I disagree (shocker, I know). I don't want my taxes paying for invasions of countries without WMDs, deportation of refugee children, or subsidies for sports stadiums and corporations. However, I still pay my taxes (mostly gladly) because I want roads, hospitals, social security so the elderly and the infirm aren't starving (or having to move in with me! My mom is on disability because of a chronic illness), fire departments who will come when my house is on fire, etc. The thing about these choices is that they're compromises.
I'm not naive enough to believe that I can get everything I want while other people get nothing that they want, or that the only things people can get are based on my beliefs and needs.

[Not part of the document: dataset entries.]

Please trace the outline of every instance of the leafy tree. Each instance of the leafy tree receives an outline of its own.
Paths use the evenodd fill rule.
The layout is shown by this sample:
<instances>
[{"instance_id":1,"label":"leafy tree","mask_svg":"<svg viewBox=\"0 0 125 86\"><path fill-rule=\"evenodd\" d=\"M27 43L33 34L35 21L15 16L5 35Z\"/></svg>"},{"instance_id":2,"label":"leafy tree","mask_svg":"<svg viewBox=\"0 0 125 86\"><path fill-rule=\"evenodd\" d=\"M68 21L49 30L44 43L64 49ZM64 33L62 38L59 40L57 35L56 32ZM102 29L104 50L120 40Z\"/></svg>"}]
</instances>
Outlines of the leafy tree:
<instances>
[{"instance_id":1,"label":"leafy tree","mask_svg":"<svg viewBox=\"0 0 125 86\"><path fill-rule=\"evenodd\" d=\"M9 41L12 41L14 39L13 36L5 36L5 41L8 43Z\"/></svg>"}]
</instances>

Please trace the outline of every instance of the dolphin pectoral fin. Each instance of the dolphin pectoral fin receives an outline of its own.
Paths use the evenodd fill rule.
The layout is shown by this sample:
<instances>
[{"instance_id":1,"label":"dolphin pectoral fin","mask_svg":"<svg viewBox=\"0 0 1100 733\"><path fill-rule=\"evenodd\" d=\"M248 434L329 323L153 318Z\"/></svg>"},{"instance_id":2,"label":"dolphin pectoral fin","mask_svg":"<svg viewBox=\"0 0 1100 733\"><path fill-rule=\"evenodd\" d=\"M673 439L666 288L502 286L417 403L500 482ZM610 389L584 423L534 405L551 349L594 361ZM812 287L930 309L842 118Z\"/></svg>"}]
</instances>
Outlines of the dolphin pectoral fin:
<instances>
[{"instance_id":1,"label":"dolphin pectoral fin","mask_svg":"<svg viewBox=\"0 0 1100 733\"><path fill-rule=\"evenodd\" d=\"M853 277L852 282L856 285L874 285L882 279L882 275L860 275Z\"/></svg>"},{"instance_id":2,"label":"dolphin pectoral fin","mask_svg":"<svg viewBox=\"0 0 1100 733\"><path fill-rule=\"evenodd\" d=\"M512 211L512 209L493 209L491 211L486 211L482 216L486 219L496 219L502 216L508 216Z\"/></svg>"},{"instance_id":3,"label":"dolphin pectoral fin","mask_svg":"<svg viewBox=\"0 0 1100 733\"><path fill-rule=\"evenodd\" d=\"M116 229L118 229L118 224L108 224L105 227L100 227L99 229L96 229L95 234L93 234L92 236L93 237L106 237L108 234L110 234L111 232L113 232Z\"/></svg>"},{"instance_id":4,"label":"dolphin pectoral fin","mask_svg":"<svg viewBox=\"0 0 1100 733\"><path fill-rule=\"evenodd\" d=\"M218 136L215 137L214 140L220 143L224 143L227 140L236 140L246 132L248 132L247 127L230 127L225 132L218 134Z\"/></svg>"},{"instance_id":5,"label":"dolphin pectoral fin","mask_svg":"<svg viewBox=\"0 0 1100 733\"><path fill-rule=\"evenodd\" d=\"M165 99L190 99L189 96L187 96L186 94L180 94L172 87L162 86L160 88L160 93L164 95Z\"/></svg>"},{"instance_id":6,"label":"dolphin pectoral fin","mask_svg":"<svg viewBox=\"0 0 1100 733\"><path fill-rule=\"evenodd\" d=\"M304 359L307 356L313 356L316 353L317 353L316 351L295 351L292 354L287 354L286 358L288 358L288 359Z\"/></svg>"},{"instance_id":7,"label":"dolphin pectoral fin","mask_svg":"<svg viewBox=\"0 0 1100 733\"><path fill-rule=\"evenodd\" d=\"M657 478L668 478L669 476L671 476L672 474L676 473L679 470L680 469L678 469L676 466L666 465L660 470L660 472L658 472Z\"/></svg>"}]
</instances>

There are too many people on this small planet for anarchy, or even some kind of "every man for himself" way of being to succeed. Not to mention that we need each other - I'm not a good shoemaker or auto mechanic, but I can raise and cook a tasty chicken and knit a sweater. So we come to compromises that let us live together.
That, essentially, is what government is - people who make the decisions that allow us to occupy the same spaces. Now, what kind of government and which choices they make is an open question. I'd love a smaller government, but so many small government people just want it small enough to fit into my uterus, and small enough to fit through the keyhole of my bedroom door and tell me what decisions I can make or who I can love, while letting them do whatever the hell they want with their corporations, including poisoning my food supply, our water, our air, and the rest of our planet.
Small government is a great concept, but I don't know how well it works when people seem completely unwilling to consider their neighbor's needs when they make their own choices, and seem unwilling to work with people of varying beliefs, colors, and nationalities to make things that benefit all of us.